Elevated Blood Pressure: Increased blood pressure is not uncommon in women using oral contraceptives. There is now a report that this may occur with use of estrogens in the menopause41 and blood pressure should be monitored with estrogen use, especially if high doses are used.

Glucose Tolerance: A worsening of glucose tolerance has been observed in a significant percentage of patients of estrogen containing oral contraceptives. For this reason, diabetic patients should be carefully observed while receiving estrogens.

6.

Hypercalcemia: Administration of estrogens may lead to severe hypercalcemia in patients with breast cancer and bone metastases. If this occurs, the drug should be stopped and appropriate measures taken to reduce the serum calcium level.

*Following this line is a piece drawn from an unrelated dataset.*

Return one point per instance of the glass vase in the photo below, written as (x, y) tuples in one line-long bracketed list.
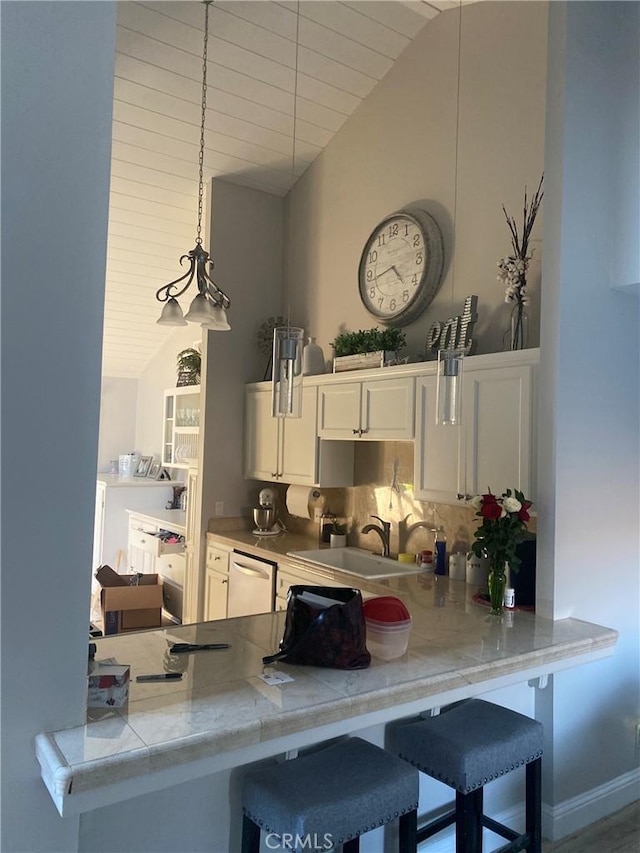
[(519, 332), (497, 586)]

In patients with breast cancer, androgen therapy may cause hypercalcemia by stimulating osteolysis. In this case the drug should be discontinued. Prolonged use of high doses of androgens has been associated with the development of peliosis hepatis and hepatic neoplasms including hepatocellular carcinoma. (See PRECAUTIONS-Carcinogenesis). Peliosis hepatis can be a life-threatening or fatal complication. Cholestatic hepatitis and jaundice occur with 17-alpha-alkylandrogens at a relatively low dose. If cholestatic hepatitis with jaundice appears or if liver function tests become abnormal, the androgen should be discontinued and the etiology should be determined. Drug-induced jaundice is reversible when the medication is discontinued. Edema with or without heart failure may be a serious complication in patients with preexisting cardiac, renal, or hepatic disease. In addition to discontinuation of the drug, diuretic therapy may be required.

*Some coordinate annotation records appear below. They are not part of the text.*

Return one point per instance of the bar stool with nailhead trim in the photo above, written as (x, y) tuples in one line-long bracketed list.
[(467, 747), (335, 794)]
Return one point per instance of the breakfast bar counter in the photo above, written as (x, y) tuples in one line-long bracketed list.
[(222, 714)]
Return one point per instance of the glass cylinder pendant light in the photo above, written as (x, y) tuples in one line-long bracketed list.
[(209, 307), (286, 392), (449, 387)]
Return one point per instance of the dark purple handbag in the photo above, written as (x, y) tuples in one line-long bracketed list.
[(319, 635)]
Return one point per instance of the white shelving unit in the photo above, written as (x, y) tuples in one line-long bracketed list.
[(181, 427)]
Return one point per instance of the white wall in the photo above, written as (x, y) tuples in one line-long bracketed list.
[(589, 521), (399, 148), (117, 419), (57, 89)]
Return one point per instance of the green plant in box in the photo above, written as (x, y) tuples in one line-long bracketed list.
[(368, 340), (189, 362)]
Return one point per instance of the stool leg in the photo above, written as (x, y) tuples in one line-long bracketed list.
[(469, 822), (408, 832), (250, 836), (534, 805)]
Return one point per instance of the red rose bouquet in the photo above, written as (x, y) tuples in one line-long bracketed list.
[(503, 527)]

Moderate to severe vasomotor symptoms associated with the menopause in those patients not improved by estrogens alone. (There is no evidence that estrogens are effective for nervous symptoms or depression without associated vasomotor symptoms, and they should not be used to treat such conditions.)

COVARYXT® and COVARYX® H.S. HAVE NOT BEEN SHOWN TO BE EFFECTIVE FOR ANY PURPOSE DURING PREGNANCY AND ITS USE MAY CAUSE SEVERE HARM TO THE FETUS (See BOXED WARNINGS).